Likewise, there are patent documents that allow recovering metals from their mineral form present in the ores by means of electrolytic processes, for example, U.S. Pat. No. 3,772,003, entitled “Process for the electrolytic recovery of lead, silver and zinc from their ore”, which discloses a method to extract zinc, silver and/or lead from their sulfated and mixed ores and ore concentrates. The method comprises electrolyzing a finely divided mixed ore in the presence of a catalyst in the anodic chamber or compartment of an electrolytic cell, said catalyst including a cupric halide ionic complex (CuX) in aqueous hydrogen halide, being chloride the preferred halide. The cupric halide ionic complex initiates a reaction under the influence of an applied electric current, thereby generating an oxidizing species that attacks and oxidizes the solids in the anodic chamber or compartment. The cupric halide (CuX2), preferably cupric chloride, is further added to avoid hydrogen sulfide evolution, particularly when iron and zinc sulfides are present. An ion-selective permeable membrane is used to separate the anodic compartment, which contains the mixture of ores and reactants, from the cathodic compartment. This patent is not intended for copper extraction.

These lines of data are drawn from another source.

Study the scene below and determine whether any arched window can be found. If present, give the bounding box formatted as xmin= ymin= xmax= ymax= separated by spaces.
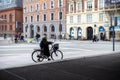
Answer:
xmin=51 ymin=25 xmax=55 ymax=32
xmin=9 ymin=14 xmax=12 ymax=23
xmin=70 ymin=27 xmax=74 ymax=37
xmin=59 ymin=24 xmax=62 ymax=32
xmin=37 ymin=26 xmax=40 ymax=32
xmin=44 ymin=26 xmax=47 ymax=32
xmin=25 ymin=25 xmax=28 ymax=32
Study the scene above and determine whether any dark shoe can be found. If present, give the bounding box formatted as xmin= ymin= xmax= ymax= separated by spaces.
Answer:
xmin=48 ymin=58 xmax=51 ymax=61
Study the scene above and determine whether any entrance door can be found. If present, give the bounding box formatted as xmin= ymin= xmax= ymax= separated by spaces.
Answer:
xmin=30 ymin=25 xmax=34 ymax=38
xmin=87 ymin=27 xmax=93 ymax=40
xmin=77 ymin=27 xmax=81 ymax=39
xmin=70 ymin=27 xmax=74 ymax=39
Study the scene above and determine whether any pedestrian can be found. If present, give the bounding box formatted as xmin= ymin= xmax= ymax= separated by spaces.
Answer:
xmin=20 ymin=33 xmax=24 ymax=41
xmin=18 ymin=33 xmax=21 ymax=40
xmin=93 ymin=35 xmax=96 ymax=42
xmin=14 ymin=33 xmax=18 ymax=43
xmin=40 ymin=36 xmax=53 ymax=61
xmin=35 ymin=33 xmax=40 ymax=42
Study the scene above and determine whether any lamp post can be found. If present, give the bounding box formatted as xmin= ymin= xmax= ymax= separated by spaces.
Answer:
xmin=110 ymin=11 xmax=115 ymax=51
xmin=59 ymin=0 xmax=62 ymax=41
xmin=104 ymin=0 xmax=118 ymax=51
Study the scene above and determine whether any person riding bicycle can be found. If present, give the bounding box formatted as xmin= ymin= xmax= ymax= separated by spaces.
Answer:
xmin=40 ymin=36 xmax=53 ymax=61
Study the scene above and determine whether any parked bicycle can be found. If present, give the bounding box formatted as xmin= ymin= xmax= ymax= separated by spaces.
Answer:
xmin=31 ymin=43 xmax=63 ymax=62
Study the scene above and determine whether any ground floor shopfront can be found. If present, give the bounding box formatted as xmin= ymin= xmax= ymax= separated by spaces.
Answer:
xmin=66 ymin=23 xmax=120 ymax=41
xmin=23 ymin=20 xmax=66 ymax=39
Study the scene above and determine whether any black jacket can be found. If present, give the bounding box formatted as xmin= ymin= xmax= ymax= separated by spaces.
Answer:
xmin=40 ymin=40 xmax=52 ymax=57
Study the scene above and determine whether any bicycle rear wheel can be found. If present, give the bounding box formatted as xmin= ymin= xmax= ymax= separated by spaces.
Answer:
xmin=31 ymin=50 xmax=44 ymax=62
xmin=51 ymin=50 xmax=63 ymax=60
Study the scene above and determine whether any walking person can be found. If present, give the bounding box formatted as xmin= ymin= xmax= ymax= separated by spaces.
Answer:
xmin=35 ymin=33 xmax=40 ymax=42
xmin=14 ymin=33 xmax=18 ymax=43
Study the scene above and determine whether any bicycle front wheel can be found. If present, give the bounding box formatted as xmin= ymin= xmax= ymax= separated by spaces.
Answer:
xmin=31 ymin=50 xmax=44 ymax=62
xmin=51 ymin=50 xmax=63 ymax=60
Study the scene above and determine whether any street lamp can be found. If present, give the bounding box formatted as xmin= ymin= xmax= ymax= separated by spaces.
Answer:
xmin=105 ymin=0 xmax=117 ymax=51
xmin=59 ymin=0 xmax=62 ymax=41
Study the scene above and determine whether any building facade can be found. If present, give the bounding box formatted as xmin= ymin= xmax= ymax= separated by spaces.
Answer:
xmin=66 ymin=0 xmax=120 ymax=40
xmin=23 ymin=0 xmax=67 ymax=39
xmin=0 ymin=0 xmax=23 ymax=37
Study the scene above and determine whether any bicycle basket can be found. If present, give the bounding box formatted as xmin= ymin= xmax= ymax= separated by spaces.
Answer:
xmin=54 ymin=44 xmax=59 ymax=50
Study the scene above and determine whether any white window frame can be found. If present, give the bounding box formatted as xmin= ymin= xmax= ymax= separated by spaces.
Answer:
xmin=99 ymin=0 xmax=104 ymax=8
xmin=51 ymin=13 xmax=54 ymax=20
xmin=78 ymin=15 xmax=81 ymax=23
xmin=69 ymin=4 xmax=74 ymax=13
xmin=76 ymin=2 xmax=82 ymax=12
xmin=99 ymin=13 xmax=103 ymax=21
xmin=25 ymin=16 xmax=28 ymax=23
xmin=70 ymin=16 xmax=73 ymax=23
xmin=43 ymin=2 xmax=46 ymax=10
xmin=31 ymin=16 xmax=33 ymax=22
xmin=50 ymin=0 xmax=54 ymax=9
xmin=30 ymin=5 xmax=33 ymax=12
xmin=36 ymin=15 xmax=39 ymax=22
xmin=87 ymin=14 xmax=92 ymax=23
xmin=58 ymin=0 xmax=63 ymax=7
xmin=87 ymin=1 xmax=92 ymax=10
xmin=36 ymin=3 xmax=40 ymax=11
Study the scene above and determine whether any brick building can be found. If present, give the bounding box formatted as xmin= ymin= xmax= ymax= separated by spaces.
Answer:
xmin=0 ymin=0 xmax=23 ymax=38
xmin=23 ymin=0 xmax=68 ymax=39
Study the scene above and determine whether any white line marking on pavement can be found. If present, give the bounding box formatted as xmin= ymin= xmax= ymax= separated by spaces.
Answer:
xmin=62 ymin=47 xmax=93 ymax=51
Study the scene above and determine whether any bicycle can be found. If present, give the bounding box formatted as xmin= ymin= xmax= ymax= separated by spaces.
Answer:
xmin=31 ymin=43 xmax=63 ymax=62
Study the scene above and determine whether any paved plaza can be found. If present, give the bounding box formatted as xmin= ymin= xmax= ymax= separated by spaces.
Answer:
xmin=0 ymin=37 xmax=120 ymax=80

In the closest state of the art, it is possible to find U.S. Pat. No. 4,061,552, entitled “Electrolytic production of copper from ores and concentrates”, equivalent to Spanish Patent EP 445,459, which describes a process to extract copper from a copper-containing ore or concentrate that comprises immersing the ore or concentrate into an electrolyte, intimately mixing the slurry to incorporate finely dispersed air or other oxygen-containing gas, and maintaining the mixture pH in the range from 1.5 to 7 throughout the process. Iron is dissolved in the process and it precipitates as ferric oxide, while copper is taken into solution. The process is carried out substantially at atmospheric pressure and at temperatures ranging from 50° C. to the electrolyte boiling point. The electrolyte is an acid one and contains chloride ions concentrated enough to maintain in solution or in saturation every copper ion present. Furthermore, the patent document claims this process to be performed in an electrochemical cell with a diaphragm, which has an anodic compartment and a cathodic compartment to collect the extracted metal. The main differences between the abovementioned patent document and the present invention are the following:                The present invention is different because it does not require air injection.        Furthermore, the present invention is also different in the temperature used, because the abovementioned patent requires it to be within the range from 50 to 105° C., preferably 85° C., and the process of the invention operates at room temperature or at the temperature naturally reached by the solution, avoiding heating or cooling requirements.        The present invention also differs in mobility and used materials; the device of the present invention is portable and interchangeable, and is made of different materials, preferably titanium or stainless steel.        Another advantage of the process of the present invention is that it exclusively recovers copper with a purity level of 99.9%, even when the carrier material may contain other contaminant metallic elements such as iron and silica. On the contrary, in the examples of the abovementioned patent the recovered copper appears mixed with a percentage of silver and iron as contaminant elements.